Het tweede en het derde lid zijn niet van toepassing indien de belastingplichtige, op wiens naam de belastingaanslag ter zake wordt of is gesteld, binnen de gemeente verhuist en aldaar een ander perceel in gebruik neemt, waarvoor hij een belastingaanslag zou ontvangen. Bij toepassing van dit lid wordt geacht ontheffing te zijn verleend alsof dit lid niet van toepassing was.

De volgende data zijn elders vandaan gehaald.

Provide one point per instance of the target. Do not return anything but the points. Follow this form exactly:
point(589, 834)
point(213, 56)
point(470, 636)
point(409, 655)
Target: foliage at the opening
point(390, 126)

Artikel 11 Termijnen van betaling
In afwijking in zoverre van artikel 9, eerste lid, van de Invorderingswet 1990 geldt, in geval het totaalbedrag van de op één aanslagbiljet verenigde aanslagen, of als het aanslagbiljet maar één aanslag bevat het bedrag daarvan, meer is dan € 50,00 maar minder dan € 3.500,00 en zolang de verschuldigde bedragen door middel van automatische incasso kunnen worden afgeschreven, dat de aanslagen moeten worden betaald in twaalf gelijke termijnen. De eerste termijn vervalt op de laatste dag van de maand volgend op de maand die in de dagtekening van het aanslagbiljet is vermeld en elk van de volgende termijnen één maand later.

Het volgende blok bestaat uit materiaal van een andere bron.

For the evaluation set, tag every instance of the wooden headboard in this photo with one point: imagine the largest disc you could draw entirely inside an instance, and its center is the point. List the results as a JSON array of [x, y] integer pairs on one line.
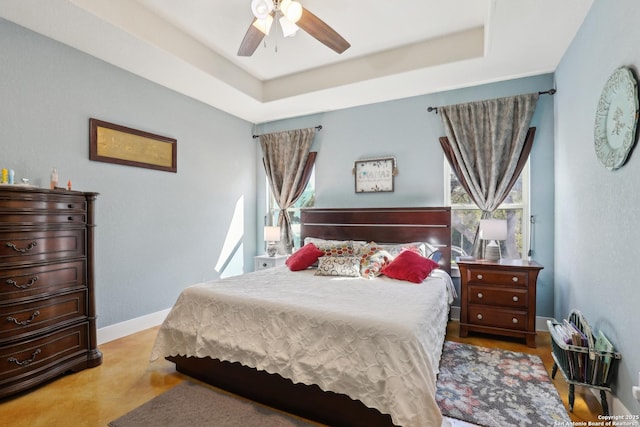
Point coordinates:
[[382, 225]]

Artikel 13 Nadere regels door het college van burgemeester en wethouders
Het college van burgemeester en wethouders kan nadere regels geven met betrekking tot de heffing en de invordering van de rioolheffing.
De ‘Verordening rioolheffing 2010’ van 12 november 2009, wordt ingetrokken met ingang van de in artikel 15, tweede lid, genoemde datum van ingang van de heffing, met dien verstande dat zij van toepassing blijft op de belastbare feiten die zich voor die datum hebben voorgedaan.

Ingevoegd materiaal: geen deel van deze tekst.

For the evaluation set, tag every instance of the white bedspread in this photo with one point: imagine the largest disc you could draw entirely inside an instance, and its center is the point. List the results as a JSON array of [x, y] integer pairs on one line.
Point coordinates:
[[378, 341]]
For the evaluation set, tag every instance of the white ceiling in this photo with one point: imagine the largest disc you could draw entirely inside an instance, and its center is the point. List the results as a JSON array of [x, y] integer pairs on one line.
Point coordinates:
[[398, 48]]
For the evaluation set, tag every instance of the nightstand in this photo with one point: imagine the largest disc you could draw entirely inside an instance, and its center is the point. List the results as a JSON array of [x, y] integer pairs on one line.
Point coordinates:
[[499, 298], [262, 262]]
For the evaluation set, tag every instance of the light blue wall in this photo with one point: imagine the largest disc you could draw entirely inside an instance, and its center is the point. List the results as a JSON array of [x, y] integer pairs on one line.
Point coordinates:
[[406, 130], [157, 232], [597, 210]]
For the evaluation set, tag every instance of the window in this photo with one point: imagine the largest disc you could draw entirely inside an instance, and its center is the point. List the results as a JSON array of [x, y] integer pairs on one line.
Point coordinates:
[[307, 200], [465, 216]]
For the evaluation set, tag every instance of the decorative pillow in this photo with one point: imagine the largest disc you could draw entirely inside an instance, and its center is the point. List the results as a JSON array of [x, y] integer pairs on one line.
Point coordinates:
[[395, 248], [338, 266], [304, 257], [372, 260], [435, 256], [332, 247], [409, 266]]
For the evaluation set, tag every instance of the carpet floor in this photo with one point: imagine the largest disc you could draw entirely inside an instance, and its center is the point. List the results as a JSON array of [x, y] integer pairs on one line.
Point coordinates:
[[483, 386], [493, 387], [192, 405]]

Deze verordening wordt aangehaald als: ‘Verordening rioolheffing 2011’.
de plv. voorzitter, H.J. van Kessel.
Toelichting 1 e wijzigingsverordening rioolheffing 2011
In artikel 5 was een vrijstelling opgenomen voor garageboxen en bergingen. De reden voor die vrijstelling is dat het in de regel gaat om garageboxen die worden gebruikt als garage bij de woning, maar die niet behoren tot hetzelfde WOZ-object als de woning. Als deze vrijstelling er niet zou zijn, zouden mensen met een garagebox of berging los van de woning daarvoor extra rioolheffing betalen ten opzichte van mensen waarvan de garage of berging deel uitmaakt van het WOZ-object waarvan ook de woning deel uitmaakt. Voor het overige zijn het vergelijkbare situaties. Het is al sinds de invoering van de rioolrechten redelijk gevonden hiervoor een vrijstelling te hanteren.
Hoewel de bedoeling van de vrijstellingsbepaling duidelijk was, was de redactie dat niet. Formeel zouden ook hele grote losse garageboxen of bergingen vrijgesteld kunnen worden. Dat is echter niet de opzet van de vrijstellingsbepaling. Het moet gaan om situaties die vergelijkbaar zijn met woonhuizen met een garage of berging. De meeste garageboxen of bergingen die vergelijkbaar zijn met wat gangbaar is bij een huis hebben een waarde van minder dan € 25.000. Om ongewenste vrijstelling van objecten die niet meer vergelijkbaar zijn met wat normaliter bij een huis staat te voorkomen, is nu een grens ingevoerd van € 25.000.
De redactie van de verschillende categorieën waterverbruik is aangescherpt, zodat geen onduidelijkheid kan bestaan bij grensgevallen (100, 300, 600 m3 etc.).